National Oceanic and
Atmospheric Administration
United States Department of Commerce


FY 2009

Boundary layer aerosol chemistry during TexAQS/GoMACCS 2006: Insights into aerosol sources and transformation processes

Bates, T., P. Quinn, D. Coffman, K. Schulz, D.S. Covert, J.E. Johnson, E.J. Williams, B.M. Lerner, W.M. Angevine, S. Tucker, W.A. Brewer, and A. Stohl

J. Geophys. Res., 113, D00F01, doi: 10.1029/2008JD010023 (2008)

The air quality and climate forcing impacts of atmospheric aerosols in a metropolitan region depend on the amount, composition, and size of the aerosol transported into the region; the input and removal of aerosols and aerosol precursors within the region; and the subsequent chemical processing in the atmosphere.

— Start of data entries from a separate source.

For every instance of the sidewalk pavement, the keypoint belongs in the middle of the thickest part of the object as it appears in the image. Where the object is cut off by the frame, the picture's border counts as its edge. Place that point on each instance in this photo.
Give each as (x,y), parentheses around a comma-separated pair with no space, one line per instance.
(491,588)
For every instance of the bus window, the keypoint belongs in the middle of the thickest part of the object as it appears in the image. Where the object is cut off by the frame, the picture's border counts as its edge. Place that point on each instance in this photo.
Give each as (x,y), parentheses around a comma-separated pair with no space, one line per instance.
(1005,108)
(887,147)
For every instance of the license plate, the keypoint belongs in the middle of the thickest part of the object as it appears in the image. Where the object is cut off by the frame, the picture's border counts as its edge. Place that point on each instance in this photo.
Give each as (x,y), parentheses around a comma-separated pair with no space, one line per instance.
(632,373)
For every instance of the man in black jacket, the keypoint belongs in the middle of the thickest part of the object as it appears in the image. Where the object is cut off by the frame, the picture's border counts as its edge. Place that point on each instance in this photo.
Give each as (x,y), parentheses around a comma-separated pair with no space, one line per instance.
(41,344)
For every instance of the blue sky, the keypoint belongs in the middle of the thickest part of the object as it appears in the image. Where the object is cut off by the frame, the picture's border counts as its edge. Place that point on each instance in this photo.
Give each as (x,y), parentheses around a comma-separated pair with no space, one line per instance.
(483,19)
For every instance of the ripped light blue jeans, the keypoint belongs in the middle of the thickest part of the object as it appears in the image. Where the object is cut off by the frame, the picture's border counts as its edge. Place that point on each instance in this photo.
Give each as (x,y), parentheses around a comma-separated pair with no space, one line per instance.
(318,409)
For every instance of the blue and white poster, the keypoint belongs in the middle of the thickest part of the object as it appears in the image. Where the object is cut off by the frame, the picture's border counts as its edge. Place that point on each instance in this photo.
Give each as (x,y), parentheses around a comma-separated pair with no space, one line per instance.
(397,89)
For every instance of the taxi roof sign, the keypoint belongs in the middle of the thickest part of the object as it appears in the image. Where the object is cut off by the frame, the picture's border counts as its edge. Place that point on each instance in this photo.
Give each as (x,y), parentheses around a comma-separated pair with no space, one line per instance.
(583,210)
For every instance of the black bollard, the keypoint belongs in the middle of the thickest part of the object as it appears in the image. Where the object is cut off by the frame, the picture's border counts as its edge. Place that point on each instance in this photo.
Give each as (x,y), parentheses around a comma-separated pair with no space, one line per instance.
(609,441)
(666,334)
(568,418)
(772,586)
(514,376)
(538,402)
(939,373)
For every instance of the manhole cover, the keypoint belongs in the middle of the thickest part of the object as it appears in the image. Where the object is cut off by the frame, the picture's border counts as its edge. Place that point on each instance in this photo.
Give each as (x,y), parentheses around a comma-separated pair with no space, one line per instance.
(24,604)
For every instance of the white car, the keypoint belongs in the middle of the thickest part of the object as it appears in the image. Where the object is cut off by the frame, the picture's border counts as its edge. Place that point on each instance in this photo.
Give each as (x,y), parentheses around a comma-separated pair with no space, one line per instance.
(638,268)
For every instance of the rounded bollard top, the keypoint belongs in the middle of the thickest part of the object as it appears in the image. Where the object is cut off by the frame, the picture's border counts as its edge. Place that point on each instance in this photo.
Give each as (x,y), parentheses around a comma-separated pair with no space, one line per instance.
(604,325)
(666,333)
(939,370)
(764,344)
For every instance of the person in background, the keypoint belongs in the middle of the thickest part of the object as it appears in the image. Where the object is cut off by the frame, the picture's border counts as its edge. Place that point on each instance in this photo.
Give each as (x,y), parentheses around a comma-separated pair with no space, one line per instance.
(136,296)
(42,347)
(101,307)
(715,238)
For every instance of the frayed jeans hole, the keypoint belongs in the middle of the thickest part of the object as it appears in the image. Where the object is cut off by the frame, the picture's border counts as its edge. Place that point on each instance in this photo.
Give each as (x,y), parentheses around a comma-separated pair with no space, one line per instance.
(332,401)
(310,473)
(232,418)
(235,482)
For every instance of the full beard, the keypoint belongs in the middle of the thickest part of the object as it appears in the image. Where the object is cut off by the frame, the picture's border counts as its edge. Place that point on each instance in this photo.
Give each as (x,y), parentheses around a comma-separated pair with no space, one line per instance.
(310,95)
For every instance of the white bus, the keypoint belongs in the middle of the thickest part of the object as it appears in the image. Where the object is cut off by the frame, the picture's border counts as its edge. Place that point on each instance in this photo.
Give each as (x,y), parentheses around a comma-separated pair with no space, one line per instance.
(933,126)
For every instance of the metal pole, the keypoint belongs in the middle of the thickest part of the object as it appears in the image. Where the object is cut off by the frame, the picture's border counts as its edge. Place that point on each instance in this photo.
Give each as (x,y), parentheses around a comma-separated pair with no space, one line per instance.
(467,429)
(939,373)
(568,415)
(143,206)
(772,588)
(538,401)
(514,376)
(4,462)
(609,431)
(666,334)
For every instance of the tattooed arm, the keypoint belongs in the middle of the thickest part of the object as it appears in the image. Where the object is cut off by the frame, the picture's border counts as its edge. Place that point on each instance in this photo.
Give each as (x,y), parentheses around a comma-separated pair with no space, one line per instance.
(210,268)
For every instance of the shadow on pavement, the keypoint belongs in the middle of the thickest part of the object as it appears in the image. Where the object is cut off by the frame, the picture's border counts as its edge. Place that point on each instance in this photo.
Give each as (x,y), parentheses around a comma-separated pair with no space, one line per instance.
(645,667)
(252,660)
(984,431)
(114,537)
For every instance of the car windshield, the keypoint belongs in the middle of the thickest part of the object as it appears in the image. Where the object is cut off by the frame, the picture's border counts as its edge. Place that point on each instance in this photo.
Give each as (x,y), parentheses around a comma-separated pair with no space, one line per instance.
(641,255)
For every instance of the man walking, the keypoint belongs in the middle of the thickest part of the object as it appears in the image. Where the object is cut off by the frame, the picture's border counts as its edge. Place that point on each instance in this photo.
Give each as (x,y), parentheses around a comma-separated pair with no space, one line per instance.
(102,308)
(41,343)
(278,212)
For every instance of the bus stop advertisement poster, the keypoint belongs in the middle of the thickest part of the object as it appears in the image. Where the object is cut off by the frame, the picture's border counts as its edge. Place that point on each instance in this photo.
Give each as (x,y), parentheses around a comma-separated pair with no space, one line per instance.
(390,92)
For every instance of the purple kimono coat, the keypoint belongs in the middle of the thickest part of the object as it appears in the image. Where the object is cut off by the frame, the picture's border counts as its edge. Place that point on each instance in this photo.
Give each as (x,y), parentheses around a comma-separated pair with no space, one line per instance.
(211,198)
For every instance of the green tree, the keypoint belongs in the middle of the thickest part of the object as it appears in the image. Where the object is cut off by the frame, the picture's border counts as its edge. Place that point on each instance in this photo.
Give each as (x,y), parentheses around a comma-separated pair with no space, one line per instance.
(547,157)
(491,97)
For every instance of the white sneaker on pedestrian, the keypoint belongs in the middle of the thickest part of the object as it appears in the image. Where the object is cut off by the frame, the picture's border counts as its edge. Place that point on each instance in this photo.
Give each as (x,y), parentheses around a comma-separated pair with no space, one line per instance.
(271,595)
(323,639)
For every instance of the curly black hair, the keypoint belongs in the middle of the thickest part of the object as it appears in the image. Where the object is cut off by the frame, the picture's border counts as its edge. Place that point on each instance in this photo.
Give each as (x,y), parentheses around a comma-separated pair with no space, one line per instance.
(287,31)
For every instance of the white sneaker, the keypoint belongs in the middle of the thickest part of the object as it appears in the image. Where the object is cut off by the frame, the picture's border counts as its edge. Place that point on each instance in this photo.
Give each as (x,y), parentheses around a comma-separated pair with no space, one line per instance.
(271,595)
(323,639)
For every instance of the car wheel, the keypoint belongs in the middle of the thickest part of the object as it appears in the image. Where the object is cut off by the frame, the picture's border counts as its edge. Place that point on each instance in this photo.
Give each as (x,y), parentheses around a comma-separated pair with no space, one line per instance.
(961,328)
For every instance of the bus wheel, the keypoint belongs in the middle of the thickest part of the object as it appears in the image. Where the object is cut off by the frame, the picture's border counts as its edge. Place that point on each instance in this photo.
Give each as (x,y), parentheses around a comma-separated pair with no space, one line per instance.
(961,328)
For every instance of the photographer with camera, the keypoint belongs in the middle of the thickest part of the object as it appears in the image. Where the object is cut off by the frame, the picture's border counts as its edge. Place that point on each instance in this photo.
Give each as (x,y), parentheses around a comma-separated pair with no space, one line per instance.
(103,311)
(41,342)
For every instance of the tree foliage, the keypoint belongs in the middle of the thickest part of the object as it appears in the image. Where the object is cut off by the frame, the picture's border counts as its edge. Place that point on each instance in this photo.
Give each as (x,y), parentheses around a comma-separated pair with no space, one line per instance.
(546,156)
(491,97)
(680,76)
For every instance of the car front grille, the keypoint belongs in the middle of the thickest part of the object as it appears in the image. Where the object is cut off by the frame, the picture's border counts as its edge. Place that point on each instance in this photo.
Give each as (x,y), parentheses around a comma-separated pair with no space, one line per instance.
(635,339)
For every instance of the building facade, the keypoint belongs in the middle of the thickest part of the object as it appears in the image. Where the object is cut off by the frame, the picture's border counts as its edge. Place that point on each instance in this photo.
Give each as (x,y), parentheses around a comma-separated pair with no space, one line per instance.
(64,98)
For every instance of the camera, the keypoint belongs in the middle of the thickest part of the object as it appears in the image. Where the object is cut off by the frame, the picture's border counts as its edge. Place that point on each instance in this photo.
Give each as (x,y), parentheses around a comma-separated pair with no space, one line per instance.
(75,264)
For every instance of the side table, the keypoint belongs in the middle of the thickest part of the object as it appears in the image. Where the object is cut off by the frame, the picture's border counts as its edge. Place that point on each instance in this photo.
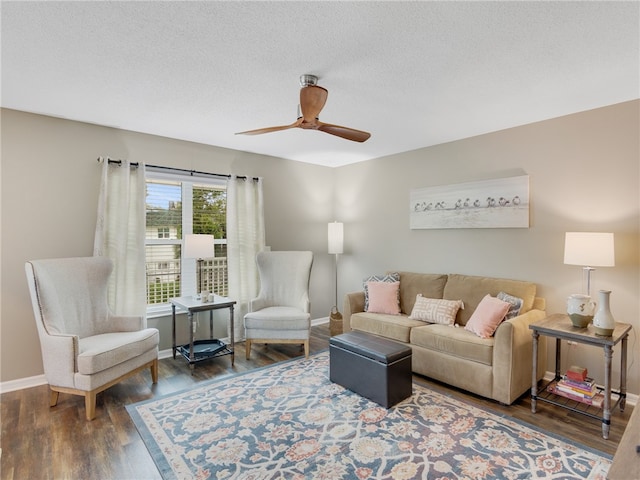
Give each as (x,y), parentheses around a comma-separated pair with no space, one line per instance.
(199,350)
(559,326)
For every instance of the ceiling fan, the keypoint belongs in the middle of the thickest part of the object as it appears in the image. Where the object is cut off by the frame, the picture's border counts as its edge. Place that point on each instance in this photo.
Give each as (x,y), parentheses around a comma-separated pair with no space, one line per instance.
(312,100)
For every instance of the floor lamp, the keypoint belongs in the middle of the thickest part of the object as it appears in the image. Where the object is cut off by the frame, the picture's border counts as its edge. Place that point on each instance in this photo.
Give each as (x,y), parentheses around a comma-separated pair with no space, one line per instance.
(336,241)
(198,246)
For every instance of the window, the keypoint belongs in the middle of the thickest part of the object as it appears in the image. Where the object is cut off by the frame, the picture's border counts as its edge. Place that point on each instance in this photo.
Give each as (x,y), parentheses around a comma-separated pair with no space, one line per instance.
(176,207)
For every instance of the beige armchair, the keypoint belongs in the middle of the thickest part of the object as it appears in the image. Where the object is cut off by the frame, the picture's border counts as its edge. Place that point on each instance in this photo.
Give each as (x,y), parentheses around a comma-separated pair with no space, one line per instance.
(280,313)
(85,348)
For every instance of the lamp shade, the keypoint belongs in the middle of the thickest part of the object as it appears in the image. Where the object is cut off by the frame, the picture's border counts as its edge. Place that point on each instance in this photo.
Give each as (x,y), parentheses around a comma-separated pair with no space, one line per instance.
(593,249)
(198,246)
(335,237)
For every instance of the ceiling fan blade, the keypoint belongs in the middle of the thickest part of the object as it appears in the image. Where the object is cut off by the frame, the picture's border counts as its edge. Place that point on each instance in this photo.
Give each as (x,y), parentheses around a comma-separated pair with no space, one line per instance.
(344,132)
(260,131)
(312,99)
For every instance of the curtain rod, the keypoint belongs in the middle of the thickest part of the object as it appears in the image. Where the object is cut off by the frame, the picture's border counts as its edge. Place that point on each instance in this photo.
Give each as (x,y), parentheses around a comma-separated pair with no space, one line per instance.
(174,169)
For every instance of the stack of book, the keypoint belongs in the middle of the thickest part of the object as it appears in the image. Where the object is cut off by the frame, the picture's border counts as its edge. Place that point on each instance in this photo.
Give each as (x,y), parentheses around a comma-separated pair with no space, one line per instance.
(576,385)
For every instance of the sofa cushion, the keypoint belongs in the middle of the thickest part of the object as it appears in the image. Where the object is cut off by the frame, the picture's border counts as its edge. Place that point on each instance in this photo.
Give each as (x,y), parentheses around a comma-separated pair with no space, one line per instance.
(435,310)
(395,327)
(457,342)
(383,297)
(516,305)
(471,289)
(411,284)
(388,277)
(487,316)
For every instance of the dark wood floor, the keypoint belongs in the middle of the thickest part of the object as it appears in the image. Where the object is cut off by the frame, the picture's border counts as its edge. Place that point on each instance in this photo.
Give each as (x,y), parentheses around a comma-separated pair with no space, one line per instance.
(39,442)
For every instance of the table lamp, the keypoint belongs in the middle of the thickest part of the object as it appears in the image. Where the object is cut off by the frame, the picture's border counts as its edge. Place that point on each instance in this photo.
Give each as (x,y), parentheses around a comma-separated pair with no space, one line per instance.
(198,246)
(589,249)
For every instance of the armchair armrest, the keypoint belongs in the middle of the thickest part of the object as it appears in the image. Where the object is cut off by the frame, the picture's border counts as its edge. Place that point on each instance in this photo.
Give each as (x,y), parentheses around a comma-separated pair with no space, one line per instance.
(512,356)
(59,354)
(353,303)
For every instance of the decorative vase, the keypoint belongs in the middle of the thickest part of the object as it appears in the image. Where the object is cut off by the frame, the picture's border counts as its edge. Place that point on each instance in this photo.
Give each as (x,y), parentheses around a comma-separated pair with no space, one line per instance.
(580,309)
(603,321)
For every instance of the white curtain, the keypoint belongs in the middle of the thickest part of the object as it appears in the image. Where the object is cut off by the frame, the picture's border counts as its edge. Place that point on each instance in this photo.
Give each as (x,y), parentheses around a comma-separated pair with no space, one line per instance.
(120,232)
(245,238)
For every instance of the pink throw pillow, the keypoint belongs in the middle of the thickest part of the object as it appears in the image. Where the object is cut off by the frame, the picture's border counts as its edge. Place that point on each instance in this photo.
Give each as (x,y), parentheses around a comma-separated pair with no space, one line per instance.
(487,316)
(384,297)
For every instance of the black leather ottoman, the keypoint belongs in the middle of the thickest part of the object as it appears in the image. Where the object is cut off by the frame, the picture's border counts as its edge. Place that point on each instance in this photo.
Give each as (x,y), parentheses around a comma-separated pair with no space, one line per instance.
(374,367)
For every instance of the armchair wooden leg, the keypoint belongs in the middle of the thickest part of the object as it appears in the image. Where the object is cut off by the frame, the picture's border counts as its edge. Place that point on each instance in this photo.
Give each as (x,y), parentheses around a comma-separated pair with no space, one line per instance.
(53,399)
(90,404)
(154,371)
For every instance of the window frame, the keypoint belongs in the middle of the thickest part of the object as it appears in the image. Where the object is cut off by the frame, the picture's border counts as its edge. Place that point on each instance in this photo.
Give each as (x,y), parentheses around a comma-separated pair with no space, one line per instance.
(187,268)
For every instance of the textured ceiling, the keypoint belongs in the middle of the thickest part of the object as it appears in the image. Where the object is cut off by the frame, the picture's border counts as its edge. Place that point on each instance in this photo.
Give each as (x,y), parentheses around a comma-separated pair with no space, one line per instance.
(414,74)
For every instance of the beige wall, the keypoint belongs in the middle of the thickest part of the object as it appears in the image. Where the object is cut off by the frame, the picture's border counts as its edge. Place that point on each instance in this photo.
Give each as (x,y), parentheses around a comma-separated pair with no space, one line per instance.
(50,180)
(583,169)
(584,173)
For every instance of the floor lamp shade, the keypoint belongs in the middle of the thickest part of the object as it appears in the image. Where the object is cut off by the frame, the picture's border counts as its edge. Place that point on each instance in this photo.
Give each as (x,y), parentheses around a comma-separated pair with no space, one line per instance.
(335,237)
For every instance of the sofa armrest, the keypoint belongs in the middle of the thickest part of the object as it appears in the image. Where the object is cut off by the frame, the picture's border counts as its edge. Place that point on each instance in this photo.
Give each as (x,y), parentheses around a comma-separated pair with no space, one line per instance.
(353,303)
(512,357)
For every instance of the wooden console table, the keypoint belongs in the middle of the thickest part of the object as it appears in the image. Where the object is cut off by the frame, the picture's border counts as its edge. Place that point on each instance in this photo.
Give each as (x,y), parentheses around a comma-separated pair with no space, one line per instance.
(559,327)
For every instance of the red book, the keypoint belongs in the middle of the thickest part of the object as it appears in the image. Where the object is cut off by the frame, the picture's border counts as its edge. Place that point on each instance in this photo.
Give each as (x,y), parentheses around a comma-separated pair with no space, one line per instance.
(577,374)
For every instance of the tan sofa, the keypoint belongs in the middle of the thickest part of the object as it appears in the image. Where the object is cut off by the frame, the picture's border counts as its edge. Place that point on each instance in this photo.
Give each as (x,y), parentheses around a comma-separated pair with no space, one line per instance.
(499,367)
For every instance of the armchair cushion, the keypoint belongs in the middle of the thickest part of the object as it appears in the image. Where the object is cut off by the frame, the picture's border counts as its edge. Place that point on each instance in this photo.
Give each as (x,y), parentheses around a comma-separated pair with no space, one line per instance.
(100,352)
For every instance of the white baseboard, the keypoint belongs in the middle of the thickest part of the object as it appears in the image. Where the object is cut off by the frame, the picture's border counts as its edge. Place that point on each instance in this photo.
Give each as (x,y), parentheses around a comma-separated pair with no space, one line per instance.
(319,321)
(21,383)
(36,381)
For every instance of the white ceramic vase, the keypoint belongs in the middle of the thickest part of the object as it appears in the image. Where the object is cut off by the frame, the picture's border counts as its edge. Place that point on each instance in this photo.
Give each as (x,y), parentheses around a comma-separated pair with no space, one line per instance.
(580,309)
(603,321)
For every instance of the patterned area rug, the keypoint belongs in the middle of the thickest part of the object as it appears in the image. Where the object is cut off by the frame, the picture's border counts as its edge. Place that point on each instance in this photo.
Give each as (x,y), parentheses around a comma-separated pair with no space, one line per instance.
(288,421)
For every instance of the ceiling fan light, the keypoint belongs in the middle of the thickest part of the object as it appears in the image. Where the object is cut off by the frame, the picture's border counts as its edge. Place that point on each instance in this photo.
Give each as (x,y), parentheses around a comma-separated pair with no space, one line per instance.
(308,80)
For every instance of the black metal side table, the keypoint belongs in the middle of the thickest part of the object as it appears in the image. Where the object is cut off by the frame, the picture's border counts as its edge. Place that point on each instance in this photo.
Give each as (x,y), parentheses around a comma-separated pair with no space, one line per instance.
(199,350)
(559,326)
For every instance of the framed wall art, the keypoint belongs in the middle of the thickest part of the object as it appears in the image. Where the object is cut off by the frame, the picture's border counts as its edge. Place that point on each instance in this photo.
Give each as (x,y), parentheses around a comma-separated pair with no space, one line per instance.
(499,203)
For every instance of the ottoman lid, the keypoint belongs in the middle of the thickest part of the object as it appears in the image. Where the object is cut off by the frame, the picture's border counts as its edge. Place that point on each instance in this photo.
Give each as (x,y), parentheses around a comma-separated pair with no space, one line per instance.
(376,348)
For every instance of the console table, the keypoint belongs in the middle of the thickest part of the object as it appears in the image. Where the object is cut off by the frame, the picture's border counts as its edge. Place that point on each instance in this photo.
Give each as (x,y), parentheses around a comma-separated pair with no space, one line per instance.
(559,326)
(198,350)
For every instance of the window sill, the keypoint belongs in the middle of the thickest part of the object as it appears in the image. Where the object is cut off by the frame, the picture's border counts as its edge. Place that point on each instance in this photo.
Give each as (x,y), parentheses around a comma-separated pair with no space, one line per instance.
(157,311)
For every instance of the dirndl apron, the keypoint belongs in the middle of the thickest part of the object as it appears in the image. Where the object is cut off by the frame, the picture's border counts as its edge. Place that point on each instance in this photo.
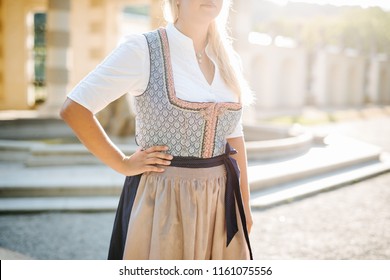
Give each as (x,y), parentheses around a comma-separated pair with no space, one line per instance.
(193,210)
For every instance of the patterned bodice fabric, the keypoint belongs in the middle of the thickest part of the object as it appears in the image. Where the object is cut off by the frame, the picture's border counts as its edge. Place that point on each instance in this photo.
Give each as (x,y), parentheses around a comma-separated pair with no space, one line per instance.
(189,129)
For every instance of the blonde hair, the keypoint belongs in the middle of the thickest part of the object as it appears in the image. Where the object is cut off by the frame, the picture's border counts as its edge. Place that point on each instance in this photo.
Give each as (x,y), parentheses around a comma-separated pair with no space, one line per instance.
(227,59)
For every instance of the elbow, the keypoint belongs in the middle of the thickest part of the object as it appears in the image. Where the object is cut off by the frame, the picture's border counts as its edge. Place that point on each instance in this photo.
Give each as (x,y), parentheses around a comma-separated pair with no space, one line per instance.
(64,112)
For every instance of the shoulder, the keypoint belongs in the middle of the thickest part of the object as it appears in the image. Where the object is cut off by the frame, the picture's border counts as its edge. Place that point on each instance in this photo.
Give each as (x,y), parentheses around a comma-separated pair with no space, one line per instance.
(134,42)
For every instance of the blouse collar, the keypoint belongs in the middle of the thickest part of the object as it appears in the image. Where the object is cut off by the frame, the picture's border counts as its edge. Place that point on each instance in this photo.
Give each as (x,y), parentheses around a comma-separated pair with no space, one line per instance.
(181,41)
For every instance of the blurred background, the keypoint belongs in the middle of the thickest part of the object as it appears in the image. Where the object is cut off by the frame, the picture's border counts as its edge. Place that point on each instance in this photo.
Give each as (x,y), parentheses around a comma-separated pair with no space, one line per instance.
(320,74)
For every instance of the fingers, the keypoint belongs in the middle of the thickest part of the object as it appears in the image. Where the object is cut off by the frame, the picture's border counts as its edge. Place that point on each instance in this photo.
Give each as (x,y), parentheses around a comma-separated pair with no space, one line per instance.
(156,149)
(155,157)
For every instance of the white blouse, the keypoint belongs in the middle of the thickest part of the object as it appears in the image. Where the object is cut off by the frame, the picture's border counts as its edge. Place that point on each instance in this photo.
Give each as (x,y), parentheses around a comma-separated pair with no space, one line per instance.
(126,70)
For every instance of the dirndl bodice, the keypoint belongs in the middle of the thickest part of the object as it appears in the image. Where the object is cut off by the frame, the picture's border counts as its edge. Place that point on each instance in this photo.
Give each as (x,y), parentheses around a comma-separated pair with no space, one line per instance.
(189,129)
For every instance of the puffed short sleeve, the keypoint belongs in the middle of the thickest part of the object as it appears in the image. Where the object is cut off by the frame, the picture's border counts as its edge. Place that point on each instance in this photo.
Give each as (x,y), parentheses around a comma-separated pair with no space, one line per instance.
(125,70)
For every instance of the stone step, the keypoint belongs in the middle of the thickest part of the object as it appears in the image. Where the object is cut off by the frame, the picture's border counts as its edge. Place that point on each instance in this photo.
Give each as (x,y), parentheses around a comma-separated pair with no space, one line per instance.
(80,180)
(63,204)
(342,157)
(340,153)
(262,199)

These factors were studied in the Houston-Galveston-Gulf of Mexico region, aboard the NOAA R/V Ronald H. Brown during the Texas Air Quality Study and Gulf of Mexico Atmospheric Composition and Climate Study (TexAQS/GoMACCS 2006). The aerosol measured in the Gulf of Mexico during onshore flow (low radon concentrations indicating no contact with land for several days) was highly impacted by Saharan dust and what appear to be ship emissions (acidic sulfate and nitrate). Mean (median) mass concentrations of the total submicrometer and supermicrometer aerosol were 6.5 (4.6) μg m−3 and 17.2 (8.7) μg m−3, respectively. These mass loadings of “background” aerosol are much higher than typically observed in the marine atmosphere and thus have a substantial impact on the radiative energy balance over the Gulf of Mexico and particulate matter (PM) loadings (air quality) in the Houston-Galveston area. As this background aerosol moved onshore, local urban and industrial sources added an organic rich submicrometer component (66% particulate organic matter (POM), 20% sulfate, 14% elemental carbon) but no significant supermicrometer aerosol. The resulting aerosol had mean (median) mass concentrations of the total submicrometer and supermicrometer aerosol of 10.0 (9.1) μg m−3 and 16.8 (11.2) μg m−3, respectively. These air masses, with minimal processing of urban emissions contained the highest SO2/(SO2 + SO4 =) ratios and the highest hydrocarbon-like organic aerosol to total organic aerosol ratios (HOA/POM). In contrast, during periods of offshore flow, the aerosol was more processed and, therefore, much richer in oxygenated organic aerosol (OOA). Mean (median) mass concentrations of the total submicrometer and supermicrometer aerosol were 20.8 (18.6) μg m−3 and 7.4 (5.0) μg m−3, respectively. Sorting air masses based on their trajectories and time over land provides a means to examine the effects of transport and subsequent chemical processing. Understanding and parameterizing these processes is critical for the chemical transport modeling that forms the basis for air quality forecasts and radiative forcing calculations.